CBC thoroughly deconstructs homeopathy

messenger says...

She didn't chose the locations, but she chose the room, the angle, the lighting, the composition of the shot. I'm sure there were much more flattering places especially to have that one woman than a long empty poorly-lit room. You don't get to be a television journalist without learning to compose a shot.>> ^Matthu:

>> ^messenger:
Another word about biased reporting: Shooting locations and backdrops are carefully chosen by journalists to give context to what the interviewees are saying. It was by design then that all the scientists were interviewed with equipment and charts and scientific machines and such behind them (to show their scientific backing), and the homeopathic people were interviewed in offices with blank drawers behind them, or in a completely empty room (their backing). Cheap shot. The content itself was enough to make a very damning report without all the trickery.
The only pro-homoeopathy interviewee who wasn't discredited with the camera shot alone was the mother, who the reporter chose not to ridicule as much, possibly because the audience might identify with her.

It's not her fault a homeopath works out of a sales office and scientists work out of labs. Although, I get your point, I just don't think she chose the locations for the interviews.

CBC thoroughly deconstructs homeopathy

messenger says...

Wrong. That there is no original ingredient doesn't prove anything other than the contents of the bottle, which isn't part of the homoeopathic claim. Remember, homoeopathy doesn't say that the source ingredient does any curing. The stated theory is that the water somehow "remembers" something about the original ingredient, and that the memory of this ingredient in the water cures things. To prove that claim false, you need to do experiments that give reproducible results. Proving the original ingredient is gone disproves nothing about homoeopathy.

So, to answer your question, this reporter could have shown an interest in that kind of research, could have asked why it hadn't been done yet, as measuring the medicinal effects requires no sophisticated instruments. She could have pressed the point with Mr. Ontario Government why these things are being treated like medicine when they're just water and not scientifically tested for anything. This was just a hit job. She knows the product is fake, and that many people are going to get sick and die because of reliance on this crap, so she's angry. But still. This is journalism.>> ^Matthu:

>> ^messenger:
For such an opinionated journalist, she didn't make any scientific effort to prove that they don't work.

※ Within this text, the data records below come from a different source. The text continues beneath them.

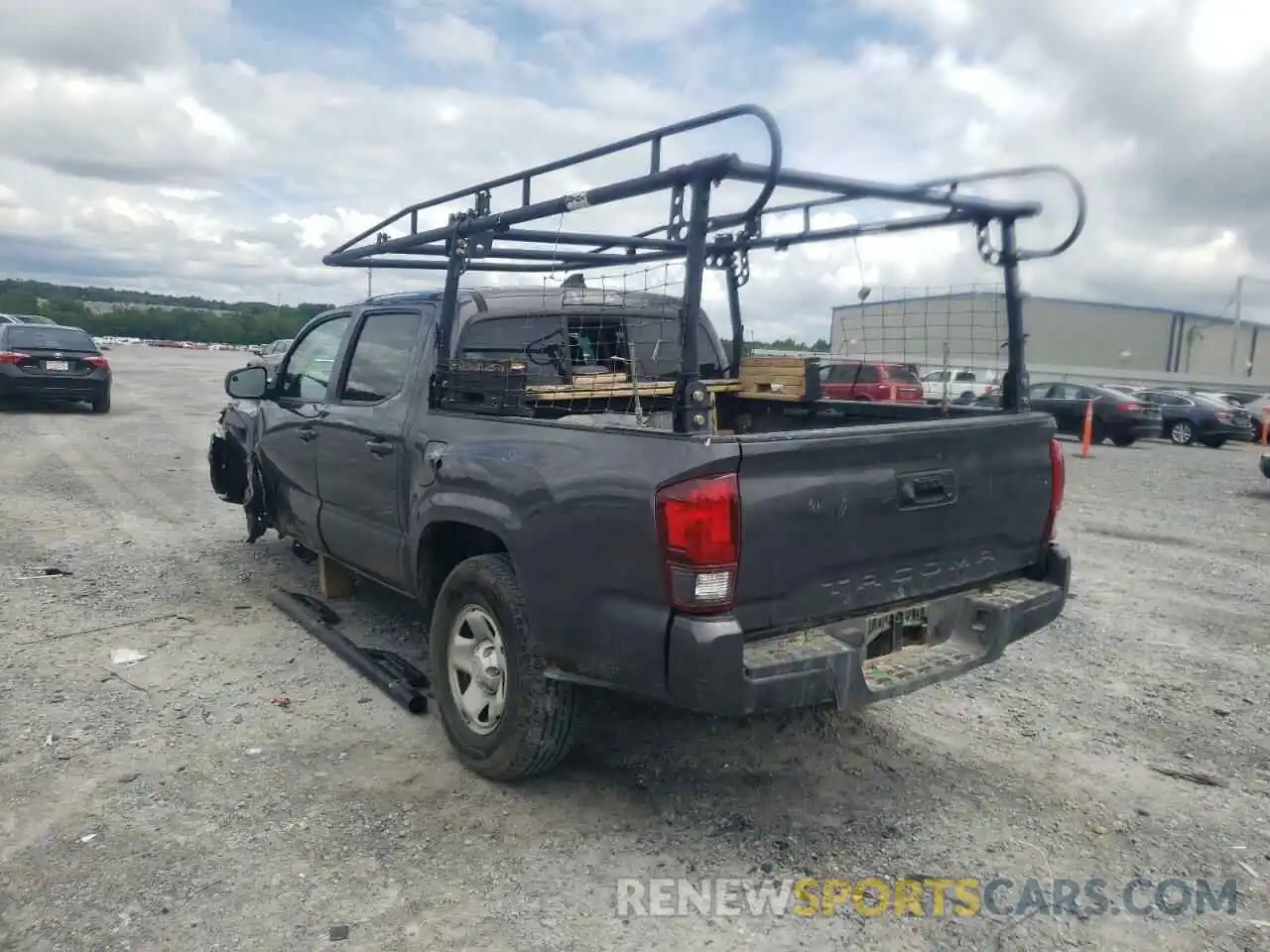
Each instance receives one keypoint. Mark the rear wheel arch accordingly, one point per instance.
(444, 544)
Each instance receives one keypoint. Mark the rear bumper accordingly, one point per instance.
(1137, 429)
(711, 669)
(40, 388)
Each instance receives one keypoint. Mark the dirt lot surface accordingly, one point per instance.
(171, 805)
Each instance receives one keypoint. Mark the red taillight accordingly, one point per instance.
(1057, 486)
(698, 527)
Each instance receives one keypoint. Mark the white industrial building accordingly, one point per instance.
(969, 329)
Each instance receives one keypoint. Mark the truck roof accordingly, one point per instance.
(521, 299)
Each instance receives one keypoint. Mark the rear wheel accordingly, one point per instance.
(503, 716)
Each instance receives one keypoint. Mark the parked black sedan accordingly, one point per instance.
(1116, 416)
(51, 362)
(1191, 417)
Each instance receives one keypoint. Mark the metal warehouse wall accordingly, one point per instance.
(1061, 333)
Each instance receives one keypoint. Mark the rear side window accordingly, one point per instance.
(381, 357)
(41, 338)
(867, 373)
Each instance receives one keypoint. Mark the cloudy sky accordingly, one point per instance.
(222, 146)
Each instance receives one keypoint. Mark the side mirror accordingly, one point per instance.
(246, 382)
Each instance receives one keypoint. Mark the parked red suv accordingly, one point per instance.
(870, 380)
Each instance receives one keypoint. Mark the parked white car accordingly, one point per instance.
(959, 384)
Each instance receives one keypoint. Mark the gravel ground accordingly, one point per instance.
(181, 809)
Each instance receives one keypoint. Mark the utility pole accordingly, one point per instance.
(1238, 318)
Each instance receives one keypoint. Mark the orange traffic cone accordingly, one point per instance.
(1087, 435)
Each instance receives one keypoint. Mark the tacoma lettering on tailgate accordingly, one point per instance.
(947, 571)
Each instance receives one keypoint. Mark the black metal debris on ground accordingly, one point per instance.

That there's no active ingredient left is very, very compelling evidence against it, and I strongly doubt that homeopathic medicines have any effect at all, but none of this report proves that they don't work.

How could she as a journalist make any effort other than visiting scientists and talking with them? Should she have obtained a degree in chemistry? What else could she have done?
There being no active ingredient in the medicine doesn't need to prove they don't work, it proves flat out that they CAN'T work. Water doesn't cure cancer.